Docker Networking Demystified

Introduction

Docker has transformed the way developers build, ship, and run applications. Its networking capabilities are a key feature that allows containers to communicate with one another and the outside world. However, Docker networking can be complex and challenging to comprehend, particularly for those new to the technology. In this article, we will demystify Docker networking by exploring how containers communicate with each other and the concept of network namespaces. Read on to gain a better understanding of Docker networking.

Network Namespaces

On Linux, a network namespace is a technique used to isolate network resources, such as network interfaces, routing tables, and firewall rules, from the rest of the system. Each network namespace provides an independent network stack that can be used by processes running within that namespace. This allows multiple applications to run on the same host while using different network configurations.

Docker leverages network namespaces to provide container-level networking isolation. When a Docker container is started, it is assigned its own network namespace. This namespace provides a virtual network interface, IP address, routing table, and firewall rules for the container. The Docker daemon also creates a bridge network, which acts as a virtual switch connecting all the containers in the same network. Containers can communicate with each other through this bridge network or with the outside world through the host's network interface.

Docker also supports other network drivers, such as overlay networks, which allow containers to communicate across multiple hosts, and host networks, which allow containers to use the host's network interface directly.

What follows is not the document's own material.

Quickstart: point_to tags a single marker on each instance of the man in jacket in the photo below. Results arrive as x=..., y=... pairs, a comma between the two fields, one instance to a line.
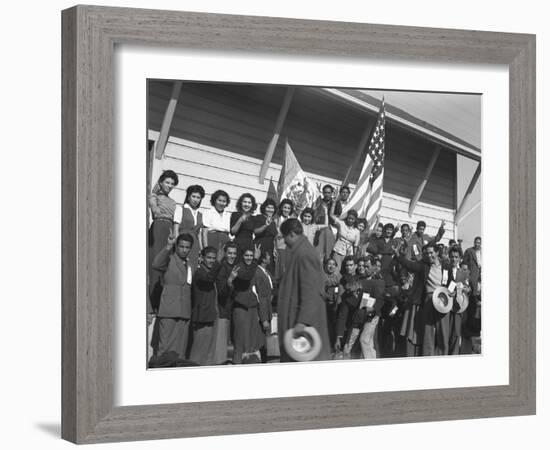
x=175, y=302
x=435, y=326
x=300, y=300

Each network driver uses a different network namespace to provide network isolation and different features for container networking.

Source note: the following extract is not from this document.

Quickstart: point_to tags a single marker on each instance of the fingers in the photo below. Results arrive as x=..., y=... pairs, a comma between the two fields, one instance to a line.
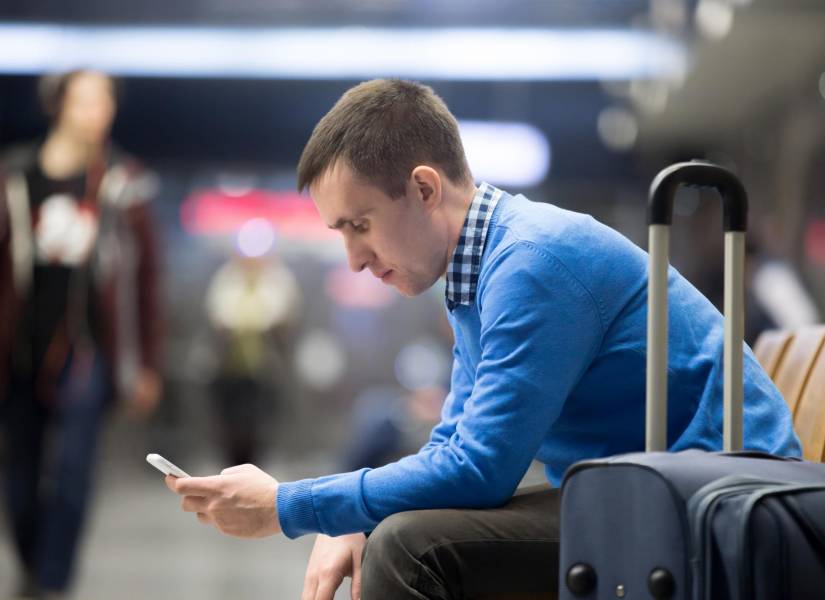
x=198, y=486
x=355, y=587
x=197, y=504
x=235, y=469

Overall, network namespaces provide a powerful tool for isolating and managing network resources on Linux, and Docker leverages this technology to provide flexible and secure networking for containerized applications.

How it works

To recreate docker containers at the most basic level we can create two network namespaces and then create a virtual Ethernet pair (veth pair) and plug the two ends into each of the network namespaces now this creates our simple container network in the most basic terms.

Below is the script that does the same. So let's understand it line by line.

https://gist.github.com/sauravrana646/f68f9cd8acf05e7994c72c475feca66f

set -o pipefail

This sets the Bash option "pipefail", which causes a pipeline (a series of commands separated by pipes) to fail if any command in the pipeline fails. This ensures that errors in the pipeline are detected, and the script exits with a non-zero status.

string="$1"

This assigns the first command-line argument to the variable "string".

if [ "$string" = "up" ]; then

This checks if the value of "string" is equal to "up". If it is, the following commands will be executed.

ip netns add net1
ip netns add net2

These commands create two network namespaces called "net1" and "net2" using the "ip netns add" command.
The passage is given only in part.